Un an plus tard, rien n'a avancé sur cette question. Beaucoup de choses se mijotent dans la cuisine libyenne, mais rien qui permette de bâtir sur un horizon stable. Aux dernières nouvelles, l'ONU avait souhaité l'organisation d'élections en juin 2022... depuis, les acteurs libyens s'organisent par-ci par-là, abondant dans le sens d'une diplomatie des navettes, tant à niveau intérieur que régional ou international, mais sans que l'on sache de quoi les lendemains seront faits.

 

Mais, à essayer de tirer les leçons du passé, on peut penser que le fait d'avoir voulu organiser des élections présidentielles préalablement aux législatives revenait, d'une certaine manière, à mettre la charrue devant les bœufs. Par nature, les élections présidentielles sont porteuses de polémiques, qui plus est dans un contexte dans lequel le consensus ne peut prévaloir. En effet, aucun des candidats aux présidentielles ayant des chances raisonnables de se retrouver à un second tour ne paraît pouvoir emporter l'adhésion d'une majorité des Libyens toutes régions ou provinces confondues. 

 

A contrario, considérer de manière sérieuse l'organisation d'élections législatives pourrait aider la locomotive libyenne à avancer. De fait, par nature, les échéances parlementaires laissent place aux rivalités et à une forme de diversité, les résultats étant ainsi acceptés par les électeurs. Les échéances électorales passées, notamment celles de 2012, étaient une forte indication en ce sens. 

 

Constitution, élections, et la perpétuelle quête d’une solution

En parallèle, tous les dires concernant la nécessité de mettre en place une base constitutionnelle avant l'organisation d'élections peuvent avoir un point de vérité, mais il n'est pas dit qu'ils concentrent l'essentiel de la donne libyenne et de ses blocages.

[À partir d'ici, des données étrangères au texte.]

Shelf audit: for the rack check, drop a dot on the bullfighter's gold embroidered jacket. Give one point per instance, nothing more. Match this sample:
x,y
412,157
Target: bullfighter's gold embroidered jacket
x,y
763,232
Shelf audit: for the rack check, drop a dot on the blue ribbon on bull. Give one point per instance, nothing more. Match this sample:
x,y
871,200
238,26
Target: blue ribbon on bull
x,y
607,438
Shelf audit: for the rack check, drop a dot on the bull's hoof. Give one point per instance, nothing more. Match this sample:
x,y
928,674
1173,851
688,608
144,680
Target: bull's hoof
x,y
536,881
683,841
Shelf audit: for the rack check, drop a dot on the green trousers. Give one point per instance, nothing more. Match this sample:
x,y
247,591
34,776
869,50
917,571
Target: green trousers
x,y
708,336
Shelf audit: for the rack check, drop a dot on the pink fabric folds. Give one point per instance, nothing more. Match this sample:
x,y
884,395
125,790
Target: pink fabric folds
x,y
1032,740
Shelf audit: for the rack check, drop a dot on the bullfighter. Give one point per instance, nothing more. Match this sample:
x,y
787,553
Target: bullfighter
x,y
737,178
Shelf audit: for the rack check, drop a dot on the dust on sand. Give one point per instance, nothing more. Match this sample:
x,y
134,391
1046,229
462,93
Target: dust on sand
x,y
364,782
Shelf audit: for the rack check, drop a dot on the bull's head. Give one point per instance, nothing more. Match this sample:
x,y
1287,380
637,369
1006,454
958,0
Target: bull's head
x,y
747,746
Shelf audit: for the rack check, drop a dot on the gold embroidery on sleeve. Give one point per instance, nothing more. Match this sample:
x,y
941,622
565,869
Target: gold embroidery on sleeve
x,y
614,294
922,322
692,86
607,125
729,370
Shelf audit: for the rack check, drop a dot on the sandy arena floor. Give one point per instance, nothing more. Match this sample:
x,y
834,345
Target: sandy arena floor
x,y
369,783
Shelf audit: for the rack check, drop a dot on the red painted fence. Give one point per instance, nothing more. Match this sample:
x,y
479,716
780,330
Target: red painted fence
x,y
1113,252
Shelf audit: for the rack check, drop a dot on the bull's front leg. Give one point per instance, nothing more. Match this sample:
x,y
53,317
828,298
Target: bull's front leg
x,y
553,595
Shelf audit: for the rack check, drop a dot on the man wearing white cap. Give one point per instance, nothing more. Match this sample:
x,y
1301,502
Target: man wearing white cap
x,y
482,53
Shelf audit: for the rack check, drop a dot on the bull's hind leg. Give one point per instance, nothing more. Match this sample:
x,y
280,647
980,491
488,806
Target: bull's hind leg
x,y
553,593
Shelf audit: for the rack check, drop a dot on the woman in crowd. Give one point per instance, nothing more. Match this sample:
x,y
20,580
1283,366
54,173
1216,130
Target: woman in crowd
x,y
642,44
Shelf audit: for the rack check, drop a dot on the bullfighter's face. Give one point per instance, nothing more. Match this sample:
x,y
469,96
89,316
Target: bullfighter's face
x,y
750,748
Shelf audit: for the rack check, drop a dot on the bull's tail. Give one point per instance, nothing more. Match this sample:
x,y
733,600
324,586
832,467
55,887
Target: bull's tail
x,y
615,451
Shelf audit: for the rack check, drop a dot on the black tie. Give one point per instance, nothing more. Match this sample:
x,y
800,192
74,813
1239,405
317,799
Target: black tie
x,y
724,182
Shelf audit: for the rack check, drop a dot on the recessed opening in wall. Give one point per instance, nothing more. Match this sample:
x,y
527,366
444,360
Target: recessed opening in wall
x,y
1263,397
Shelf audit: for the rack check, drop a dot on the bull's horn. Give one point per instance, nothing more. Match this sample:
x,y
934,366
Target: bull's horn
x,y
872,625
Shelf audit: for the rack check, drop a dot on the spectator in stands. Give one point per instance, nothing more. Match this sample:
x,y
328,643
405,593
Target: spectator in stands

Aucune Constitution, aussi consensuelle soit-elle, ne semble à même de pouvoir renverser la quête effrénée du pouvoir poursuivie par les principaux représentants politiques libyens. 

 

À interroger les libyens sur la réalité de leurs demandes aujourd'hui, ils paraissent sans ambiguïté : les besoins humains de base, à savoir avoir de quoi manger et boire, et bénéficier d'un toit et d'une sécurité dans leurs déplacements, sont clairement prioritaires. Les demandes de changement à niveau politique sont tout aussi pressantes, comme en témoignent les diverses manifestations auxquelles on assiste par-ci par-là : mais pas pour autant de quoi remplacer la quête d'une dignité humaine. 

 

Cela ne veut pas pour autant dire que la quête d'un horizon politique viable, qui soit basé sur la représentativité et le choix électoral, soient à jeter aux oubliettes. Ceux-ci restent importants, et la seule voie digne de participer des conditions pour l'amélioration de la condition libyenne moyenne. Mais le chemin vers ces élections est complexe, sinueux, et long Outre les rivalités internes basées sur la recherche de pouvoir par certaines personnalités politiques ou militaires, on ne peut que pointer la responsabilité tout aussi fondamentale incarnée par les soutiens étatiques étrangers agissant en faveur de l'un ou de l'autre des principaux protagonistes libyens, que ce soit sur le plan financier ou militaire. Cesser les ingérences couperait l'herbe sous le pied des acteurs libyens, et ne leur laisserait d'autre choix que d'aborder les négociations de manière prometteuse et payante pour eux comme pour la population libyenne. La dernière lueur en ce sens était intervenue en 2020, suite à la guerre de Tripoli, lorsque les armes se sont tous relativement tues au profit d'un processus mené par l'ONU : mais on sait aussi que, malheureusement, la donne issue de ce contexte reste extrêmement fragile, l'absence de consensus se combinant au risque constant de voir revenir les tambours de la guerre.